HIBP (haveibeenpwned.com) is a well-known website which allows people to check if any of their online accounts have been compromised in previous data breaches. You provide an email address and it will tell you in which data breaches this email address has been found (Figure 1).
Nice and easy, right? There are two major issues with this service.
HIBP Does Not Tell You Which Password Was Pwned
To be safe, HIBP only stores the meta data of breached databases at its server side, but not the content of them. As a result, it cannot tell details of the breached data even if users need them. The most important piece of such details is the specific password found in the data breaches. This is because people often have several passwords and 80% of them reuse passwords across different services. Knowledge of the specific password can help a user recognize which piece of his/her passwords has been leaked so that he/she can reset passwords for those accounts that are still using it. The need for this information is huge. As an evidence, Figure 2 shows several comments in blog articles of Troy Hunt (HIBP developer) to ask for such access.
HIBP exposes account registration list of a victim website to attackers
HIBP has a security weakness in its core service. Specifically, any visitors of HIBP can see whether an email address has been used to register an account in a breached source. This is because the source of a breach often tells whether a registered account exists in that source or not. For example, from Figure 1 we can tell that the test email address has a registered account on LinkedIn because HIBP tells it appeared in LinkedIn data breach.
This information can be leveraged by attackers to launch account takeover attacks against the victim website and its users. For example, a bad guy who possessed 10 million credentials (email and password combo) from other sites can use the email addresses to check HIBP and find that 10k of such emails have an account on LinkedIn. Then the bad guy can get the passwords for the 10k emails and launch account takeovers against LinkedIn. HIBP makes the attacker’s job easier because without HIBP the attacker will have to interact with LinkedIn website with 10 million credentials instead of 10k.
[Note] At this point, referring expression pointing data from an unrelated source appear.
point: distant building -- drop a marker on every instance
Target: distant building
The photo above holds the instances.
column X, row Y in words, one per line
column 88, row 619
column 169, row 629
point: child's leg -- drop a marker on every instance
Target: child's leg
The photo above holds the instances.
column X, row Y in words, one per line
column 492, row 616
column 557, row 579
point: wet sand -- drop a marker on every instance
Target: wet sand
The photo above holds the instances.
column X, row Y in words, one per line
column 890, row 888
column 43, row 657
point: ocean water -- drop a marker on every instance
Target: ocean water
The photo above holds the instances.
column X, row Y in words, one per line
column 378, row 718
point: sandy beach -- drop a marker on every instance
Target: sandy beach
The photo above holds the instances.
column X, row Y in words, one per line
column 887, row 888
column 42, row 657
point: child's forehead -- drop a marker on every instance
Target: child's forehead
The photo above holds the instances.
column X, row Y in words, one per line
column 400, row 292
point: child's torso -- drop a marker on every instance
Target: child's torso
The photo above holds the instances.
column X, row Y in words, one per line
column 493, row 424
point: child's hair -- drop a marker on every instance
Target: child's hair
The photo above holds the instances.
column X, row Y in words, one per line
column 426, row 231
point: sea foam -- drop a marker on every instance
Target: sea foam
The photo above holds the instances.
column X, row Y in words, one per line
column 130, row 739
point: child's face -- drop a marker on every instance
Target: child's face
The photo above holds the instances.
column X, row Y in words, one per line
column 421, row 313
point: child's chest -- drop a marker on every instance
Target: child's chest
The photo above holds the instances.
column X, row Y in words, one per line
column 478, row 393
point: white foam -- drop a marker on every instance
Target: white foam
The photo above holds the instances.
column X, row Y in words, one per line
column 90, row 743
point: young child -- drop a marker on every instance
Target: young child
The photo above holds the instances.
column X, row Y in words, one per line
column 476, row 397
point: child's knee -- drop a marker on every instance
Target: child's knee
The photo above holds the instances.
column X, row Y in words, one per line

This information is so valuable for attackers that it has been sold on the dark web. Figure 3 shows a few examples of such items available on dark web markets. For example, the first one is a list of 71,243 email addresses which have registered accounts on a government website and the fourth one is a list of over 8 million email addresses with registered accounts at a movie website.
Why MyVC is a better choice
MyVC (my.vericlouds.com) is a FREE service which also allows checking for data breaches with an email address. The major difference is that instead of telling the data sources, it provides the leaked passwords through private email for verification. Specifically, in a public search, MyVC tells how many leaked passwords have been found from data breaches. Then you simply click on the Email button to receive the leaked passwords from email (Figure 4).
Figure 5 shows a sample email from MyVC. You can see the privacy of the passwords is protected with masking: all characters of each password are replaced with * except the first and last one. This privacy design helps the owner of a leaked password easily recognize it while preventing bad guys from knowing it.
In addition, because MyVC does not tell the sources of data breaches, the security weakness that HIBP has does not exist anymore, i.e., bad guys will not be able to obtain an account list for a victim website from MyVC.
HIBP has been a good service which has helped people and organizations understand the risk of data breaches associated with them with a simple search. However, its value has been limited due to its inability to correlate compromised credentials with identity context. In addition, its exposure of breached sources results in the unwanted side effect of leaking account registration information of victim websites. MyVC delivers leaked passwords in masked format through private emails with no source information.